O arcabouço fiscal já era pouco ambicioso e recheado de inconsistências desde a largada. Mas dada a alternativa e o medo de uma hecatombe, foi aceito como algo “pior do que o necessário, melhor do que o temido”, nas palavras de um famoso gestor. No entanto, para cumprir a meta fiscal, o governo abusa da elasticidade contábil e distorce as contas públicas, ainda que sua versão oficial esteja desconectada da realidade objetiva.

O orçamento vira uma peça de ficção, com receitas que estão lá e não deveriam e despesas que não estão lá e deveriam. Abusamos da criatividade contábil, tirando o Pé de Meia e o Vale Gás do formalismo da meta, o que lembrou os dias mais sombrios de Arno Augustin. 

O último relatório bimestral de receita e despesa foi particularmente problemático, pois trouxe indicações no sinal contrário àquele esperado pelo mercado. A expectativa de consenso apontava para um arrocho fiscal adicional entre R$ 5 bilhões e R$ 10 bilhões. Houve um tímido bloqueio de R$ 2,1 bilhões e um descontingenciamento de R$ 3,8 bilhões, resultando em afrouxamento fiscal adicional de R$ 1,7 bilhão. Quando todos esperavam um sinal positivo, ainda que marginal, encontramos uma evidência negativa.
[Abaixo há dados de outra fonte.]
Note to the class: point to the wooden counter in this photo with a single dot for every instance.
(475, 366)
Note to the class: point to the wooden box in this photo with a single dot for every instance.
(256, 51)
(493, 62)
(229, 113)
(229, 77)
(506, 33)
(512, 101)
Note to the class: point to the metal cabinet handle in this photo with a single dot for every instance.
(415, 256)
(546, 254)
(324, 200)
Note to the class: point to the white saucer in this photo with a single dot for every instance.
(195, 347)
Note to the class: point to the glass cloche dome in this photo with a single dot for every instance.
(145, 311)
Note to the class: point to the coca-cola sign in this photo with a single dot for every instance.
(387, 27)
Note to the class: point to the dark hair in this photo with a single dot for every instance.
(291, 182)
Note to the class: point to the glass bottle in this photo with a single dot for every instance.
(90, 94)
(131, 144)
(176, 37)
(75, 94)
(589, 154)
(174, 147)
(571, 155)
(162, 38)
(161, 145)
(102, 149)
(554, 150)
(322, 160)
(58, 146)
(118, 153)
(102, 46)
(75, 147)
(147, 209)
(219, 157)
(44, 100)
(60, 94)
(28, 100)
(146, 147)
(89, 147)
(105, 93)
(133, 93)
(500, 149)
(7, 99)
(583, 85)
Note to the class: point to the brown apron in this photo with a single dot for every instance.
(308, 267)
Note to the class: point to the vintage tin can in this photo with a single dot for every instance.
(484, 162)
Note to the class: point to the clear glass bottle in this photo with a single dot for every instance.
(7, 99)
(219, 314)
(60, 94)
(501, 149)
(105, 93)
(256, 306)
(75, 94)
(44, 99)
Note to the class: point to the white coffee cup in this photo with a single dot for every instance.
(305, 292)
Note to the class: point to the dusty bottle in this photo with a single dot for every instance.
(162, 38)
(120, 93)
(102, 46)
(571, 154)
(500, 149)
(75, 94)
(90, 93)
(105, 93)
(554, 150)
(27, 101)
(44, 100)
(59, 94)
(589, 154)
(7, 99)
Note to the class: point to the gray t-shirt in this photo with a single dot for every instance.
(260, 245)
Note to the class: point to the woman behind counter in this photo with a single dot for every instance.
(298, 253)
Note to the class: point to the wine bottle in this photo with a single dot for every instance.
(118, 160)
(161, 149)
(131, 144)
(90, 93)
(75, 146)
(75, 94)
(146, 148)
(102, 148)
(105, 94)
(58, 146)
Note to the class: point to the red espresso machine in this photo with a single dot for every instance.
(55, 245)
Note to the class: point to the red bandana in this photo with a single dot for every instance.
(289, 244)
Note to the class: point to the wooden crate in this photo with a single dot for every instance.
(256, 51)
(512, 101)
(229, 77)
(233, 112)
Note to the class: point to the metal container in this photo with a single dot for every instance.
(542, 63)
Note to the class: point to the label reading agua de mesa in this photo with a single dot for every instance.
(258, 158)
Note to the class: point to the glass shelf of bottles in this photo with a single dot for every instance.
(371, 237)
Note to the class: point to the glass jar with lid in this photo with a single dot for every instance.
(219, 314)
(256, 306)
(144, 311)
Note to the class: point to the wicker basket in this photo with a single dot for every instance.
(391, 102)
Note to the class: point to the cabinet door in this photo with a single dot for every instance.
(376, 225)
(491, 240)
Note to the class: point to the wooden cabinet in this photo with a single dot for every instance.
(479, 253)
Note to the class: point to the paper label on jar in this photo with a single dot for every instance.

O Brasil está barato com o Ibovespa negociando a 8x lucros, sob lucros corporativos que crescem 15/20% ao ano. Ou seja, logo ali na frente, estaremos falando de Preço sobre Lucro da ordem de 6x. Até 2026, o Fed pode ser a ponte até uma profunda discussão sobre o Brasil. Antes, porém, convivemos com a certeza de que a civilização não caminha em linha reta. Não há fim da História para quem parece condenado à eterna mediocridade. 

Sobre o autor

Felipe Miranda

CIO e estrategista-chefe da Empiricus, é ex-professor da FGV e autor da newsletter Day One, atualmente recebida por cerca de 1 milhão de leitores.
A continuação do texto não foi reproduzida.